The setPointAt Function
The setPointAt function is used to add points to or change points on a curve.
There are several behaviors of the setPointAt() function depending the parameters
passed to it:
- To set the first point of the path:
setPointAt(id, 0, x, y, <z>);
which defines point number 0 as x, y (and optionally z for a 3D path). - To add a straight line segment to the path:
setPointAt(id, pNum, x, y, <z>);
where pNum is the point number which should always be the previous pNum+1. - To change the endpoint of a straight line segment in an existing path:
setPointAt(id, pNum, x, y, <z>);
where pNum is the the number of the point to change. - To add a curved segment and define its curvature:
setPointAt(id, pNum, x, y, <z>, dxStart, dyStart, <dzStart>, dxEnd, dyEnd, <dzEnd>);
where the end point of the segment is x, y and optionally z.
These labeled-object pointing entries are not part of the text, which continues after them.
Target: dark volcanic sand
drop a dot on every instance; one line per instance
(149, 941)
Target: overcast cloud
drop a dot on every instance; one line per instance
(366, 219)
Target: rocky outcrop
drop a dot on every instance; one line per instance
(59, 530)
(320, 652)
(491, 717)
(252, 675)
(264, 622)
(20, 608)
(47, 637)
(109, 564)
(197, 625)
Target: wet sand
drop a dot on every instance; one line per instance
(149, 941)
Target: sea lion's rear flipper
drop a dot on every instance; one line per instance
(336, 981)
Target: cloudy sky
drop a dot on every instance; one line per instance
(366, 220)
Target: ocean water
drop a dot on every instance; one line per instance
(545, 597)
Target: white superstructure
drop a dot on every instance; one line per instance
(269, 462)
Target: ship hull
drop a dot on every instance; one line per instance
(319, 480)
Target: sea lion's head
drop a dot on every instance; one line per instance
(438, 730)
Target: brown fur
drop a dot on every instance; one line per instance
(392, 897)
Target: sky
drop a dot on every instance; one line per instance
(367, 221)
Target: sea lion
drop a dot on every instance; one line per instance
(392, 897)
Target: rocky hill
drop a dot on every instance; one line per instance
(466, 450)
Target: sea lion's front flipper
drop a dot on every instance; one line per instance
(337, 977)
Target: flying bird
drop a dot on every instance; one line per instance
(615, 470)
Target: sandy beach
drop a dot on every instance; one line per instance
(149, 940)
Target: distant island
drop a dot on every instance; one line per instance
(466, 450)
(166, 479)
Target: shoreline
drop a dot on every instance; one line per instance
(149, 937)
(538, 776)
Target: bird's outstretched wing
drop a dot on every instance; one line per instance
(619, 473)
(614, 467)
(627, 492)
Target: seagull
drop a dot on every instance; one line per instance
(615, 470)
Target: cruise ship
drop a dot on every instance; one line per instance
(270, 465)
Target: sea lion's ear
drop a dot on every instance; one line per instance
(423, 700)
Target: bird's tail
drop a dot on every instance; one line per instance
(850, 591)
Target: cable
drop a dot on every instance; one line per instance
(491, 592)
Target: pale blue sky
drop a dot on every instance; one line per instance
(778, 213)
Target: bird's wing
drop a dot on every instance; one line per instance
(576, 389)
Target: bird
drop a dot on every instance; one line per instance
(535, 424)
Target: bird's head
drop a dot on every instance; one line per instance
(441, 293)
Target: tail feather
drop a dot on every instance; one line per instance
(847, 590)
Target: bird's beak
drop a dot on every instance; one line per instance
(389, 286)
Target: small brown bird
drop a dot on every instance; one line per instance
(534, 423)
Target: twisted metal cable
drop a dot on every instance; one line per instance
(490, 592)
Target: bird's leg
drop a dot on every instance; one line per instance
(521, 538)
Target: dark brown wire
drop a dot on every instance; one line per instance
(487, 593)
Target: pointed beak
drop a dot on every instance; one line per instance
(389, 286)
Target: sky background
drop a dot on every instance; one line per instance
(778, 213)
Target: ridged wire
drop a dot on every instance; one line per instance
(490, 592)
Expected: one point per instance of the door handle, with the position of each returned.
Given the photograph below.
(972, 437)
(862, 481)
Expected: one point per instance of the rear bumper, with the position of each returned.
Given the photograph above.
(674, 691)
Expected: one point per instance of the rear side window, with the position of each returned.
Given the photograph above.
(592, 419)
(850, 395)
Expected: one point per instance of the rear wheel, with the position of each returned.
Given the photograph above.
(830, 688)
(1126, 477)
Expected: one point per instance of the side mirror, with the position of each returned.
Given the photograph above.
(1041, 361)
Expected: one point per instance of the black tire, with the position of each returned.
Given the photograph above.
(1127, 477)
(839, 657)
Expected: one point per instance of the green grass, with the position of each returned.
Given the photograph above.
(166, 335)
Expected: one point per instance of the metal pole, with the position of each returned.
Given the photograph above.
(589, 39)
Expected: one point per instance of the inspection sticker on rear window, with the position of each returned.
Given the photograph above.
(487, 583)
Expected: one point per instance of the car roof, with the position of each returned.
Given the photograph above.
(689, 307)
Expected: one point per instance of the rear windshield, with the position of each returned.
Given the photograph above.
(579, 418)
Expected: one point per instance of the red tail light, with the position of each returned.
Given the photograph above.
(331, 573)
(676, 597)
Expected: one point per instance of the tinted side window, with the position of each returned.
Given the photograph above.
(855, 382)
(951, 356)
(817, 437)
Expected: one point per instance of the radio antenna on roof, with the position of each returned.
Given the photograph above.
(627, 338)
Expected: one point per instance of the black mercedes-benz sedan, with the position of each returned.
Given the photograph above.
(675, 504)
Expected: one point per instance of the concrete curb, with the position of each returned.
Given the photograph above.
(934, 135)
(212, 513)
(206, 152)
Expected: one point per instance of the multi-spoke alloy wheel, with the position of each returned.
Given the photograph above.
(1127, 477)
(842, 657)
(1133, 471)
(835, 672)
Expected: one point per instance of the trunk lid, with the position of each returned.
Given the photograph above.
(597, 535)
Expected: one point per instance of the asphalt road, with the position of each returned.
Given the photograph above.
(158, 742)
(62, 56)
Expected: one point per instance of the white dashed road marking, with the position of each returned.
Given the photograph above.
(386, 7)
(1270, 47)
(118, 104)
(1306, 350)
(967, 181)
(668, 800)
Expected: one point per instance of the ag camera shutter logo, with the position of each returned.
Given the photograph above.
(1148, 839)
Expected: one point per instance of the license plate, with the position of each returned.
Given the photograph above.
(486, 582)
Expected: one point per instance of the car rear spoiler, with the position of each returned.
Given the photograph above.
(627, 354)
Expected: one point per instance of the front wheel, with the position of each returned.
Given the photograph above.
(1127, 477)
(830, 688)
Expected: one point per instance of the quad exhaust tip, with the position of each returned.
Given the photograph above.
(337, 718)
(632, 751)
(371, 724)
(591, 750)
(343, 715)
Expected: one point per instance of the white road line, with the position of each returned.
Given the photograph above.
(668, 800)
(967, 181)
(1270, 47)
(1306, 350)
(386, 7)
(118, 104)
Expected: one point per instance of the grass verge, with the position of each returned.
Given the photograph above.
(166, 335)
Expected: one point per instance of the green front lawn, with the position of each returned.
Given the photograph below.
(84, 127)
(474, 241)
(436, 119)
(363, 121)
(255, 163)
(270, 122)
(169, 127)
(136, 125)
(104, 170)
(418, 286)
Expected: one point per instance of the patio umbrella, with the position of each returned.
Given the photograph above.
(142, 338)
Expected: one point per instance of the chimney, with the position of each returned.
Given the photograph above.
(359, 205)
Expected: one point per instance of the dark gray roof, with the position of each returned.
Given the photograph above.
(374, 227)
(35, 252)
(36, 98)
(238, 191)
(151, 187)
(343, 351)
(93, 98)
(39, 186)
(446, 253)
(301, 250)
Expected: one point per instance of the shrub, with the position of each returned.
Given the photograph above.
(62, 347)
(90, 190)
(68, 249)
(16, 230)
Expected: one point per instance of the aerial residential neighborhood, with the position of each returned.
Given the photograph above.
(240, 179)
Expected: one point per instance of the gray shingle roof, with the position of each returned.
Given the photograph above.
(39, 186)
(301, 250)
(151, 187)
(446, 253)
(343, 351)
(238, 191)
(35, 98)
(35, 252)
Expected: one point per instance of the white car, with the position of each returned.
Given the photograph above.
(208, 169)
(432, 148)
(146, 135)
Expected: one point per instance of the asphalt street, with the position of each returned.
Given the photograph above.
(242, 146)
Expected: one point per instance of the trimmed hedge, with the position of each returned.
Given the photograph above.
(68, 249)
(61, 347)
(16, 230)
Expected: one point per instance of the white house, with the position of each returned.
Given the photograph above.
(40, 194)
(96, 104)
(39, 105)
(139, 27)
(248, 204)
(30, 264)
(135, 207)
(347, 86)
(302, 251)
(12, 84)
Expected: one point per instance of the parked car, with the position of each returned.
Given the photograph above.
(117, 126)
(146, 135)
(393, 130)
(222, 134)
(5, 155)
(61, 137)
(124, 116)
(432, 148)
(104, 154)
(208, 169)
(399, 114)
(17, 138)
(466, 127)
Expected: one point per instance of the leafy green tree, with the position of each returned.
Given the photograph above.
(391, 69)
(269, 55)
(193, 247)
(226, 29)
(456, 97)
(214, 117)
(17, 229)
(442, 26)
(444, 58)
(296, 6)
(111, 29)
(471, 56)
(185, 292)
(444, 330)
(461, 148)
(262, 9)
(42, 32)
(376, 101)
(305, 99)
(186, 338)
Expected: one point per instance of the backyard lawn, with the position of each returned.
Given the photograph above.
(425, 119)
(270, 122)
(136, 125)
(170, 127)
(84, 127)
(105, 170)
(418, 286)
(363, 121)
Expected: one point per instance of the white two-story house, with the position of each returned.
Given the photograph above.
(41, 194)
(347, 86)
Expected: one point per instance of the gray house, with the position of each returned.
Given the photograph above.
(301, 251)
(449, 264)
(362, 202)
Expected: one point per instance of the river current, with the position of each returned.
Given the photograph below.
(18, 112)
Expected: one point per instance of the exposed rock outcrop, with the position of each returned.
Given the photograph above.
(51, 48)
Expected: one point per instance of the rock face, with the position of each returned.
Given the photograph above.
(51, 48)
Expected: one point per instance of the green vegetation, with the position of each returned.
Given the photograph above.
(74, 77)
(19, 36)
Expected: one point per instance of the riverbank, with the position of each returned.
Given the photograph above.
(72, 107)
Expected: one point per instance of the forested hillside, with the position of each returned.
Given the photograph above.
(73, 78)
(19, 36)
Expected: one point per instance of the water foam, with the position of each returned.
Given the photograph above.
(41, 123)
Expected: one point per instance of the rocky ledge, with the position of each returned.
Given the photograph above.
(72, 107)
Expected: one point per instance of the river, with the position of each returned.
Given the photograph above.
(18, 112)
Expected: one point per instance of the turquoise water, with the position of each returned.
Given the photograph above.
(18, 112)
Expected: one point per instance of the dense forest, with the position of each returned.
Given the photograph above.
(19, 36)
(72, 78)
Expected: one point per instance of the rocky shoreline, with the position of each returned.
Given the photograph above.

The the segment starts tangent to a line from the start point, (the end of the previous segment) to the point(xStart+dxStart, yStart+dyStart, <zStart+dZstart>)
. The segment ends tangent to a line from the end point(x, y, <z>)
to the point(x+dxEnd, y+dyEnd, <z+dyEnd>)
. Note that the start point would be the point(x, y, <z>)
in the previous call to setPointAt. - To change a previously defined curved segment:
setPointAt(id, pNum, x, y, <z>, dxStart, dyStart, <dzStart>, dxEnd, dyEnd, <dzEnd>)
where pNum is the number of a previously defined point and the other parameters are as defined above.
As usual, optional parameters are indicated above by bracketing them between <...>.
All forms of setPointAt
specify the location of the point as x y
<z>. The forms that specify Bezier segments include two other points, cx1 cy1
<cz1> and cx2 cy2 <cz2>, that describe the curvature. The direction of
the curve leaving its start point is tangent to the line from the start point to the
first control point cx1 cy1 <cz1>. The direction of the curve arriving its end
point is tangent to the line from the control point cx2 cy2 <cz2> to the end
point x y <z>.
Example of Creating a Curve With 2D and 3D Segments
The following is the code of the example "Learn - Curve points" that can be found in the Inspector script browser. It creates a path with with five segments and five points. The first segment is a 2D straight line, the next is a 2D Bezier, the next is a 3D straight line, and the fourth segment is a 3D Bezier. Run the example script to see what the curve looks like. To see its shape in 3D hold down the Alt key and drag the mouse on the score area. You can reset the viewing angle by running the "Reset orientation" script in the Tools section of the script browser.
clear(); rotate( 0, -70, -10); center(); zoom(); //Create a curve addCurve(1000); //Point number 0 //Location x0 = -2, y0 = 1 //run("setPointAt current 0 -2 1"); setPointAt("current", 0, -2, 1,0); //Draw a 2D straight segment from point number 0, to //point number 1, which is at (x1,y1) = (-2,3) //run("setPointAt current 1 -2 3"); setPointAt("current", 1, -2, 3,0); //Draw a 2D bezier segment from point number 1, to //point number 2, which is at (x2,y2) = (2,3) //Segment start is tangent to a line from (x1,y1) to (x1+2, y1+2) //Segment end is tangent to a line from (x2,y2) to (x2+0,x2+3) setPointBezierAt("current", 2, 2, 3,0, +2, +2,0, +0,+3,0 ); //Draw a 3D Straight segment from point number 2, to //point number 3, which is at (x3,y3,z3) = (0,2,1) setPointAt("current", 3, 0,2, 1); //Draw a 3D bezier segment from point number 3, to //point number 4, which is at (x4,y4,z4) = (-2,-1,0) //Start tangent to a line from (x3,y3,z3) to (x3+0,y3-1,z3+2) //End tangent to a line from (x4,y4,z4) to (x4+4,x4+0,z4+0) run("setPointAt current 4 -2 -1 0 +0 -1 +2 +4 +0 +0"); //Add a cursor on the curve run("add cursor 1"); run("setCurve current lastCurve"); run("setSpeed current auto 10");
External Control of Geosonix using MIDI
As discussed above, any script may contain an onCreate function to define a score. Most of the example scripts contain only an onCreate function to build the score.
However, a script may also contain a function called onMessage(protocol, host, port, destination, param) that is called each time Geosonix receives an external message (midi, osc, etc.)
In the onMessage function, provide JavaScript code that maps message parameters to Geosonix commands.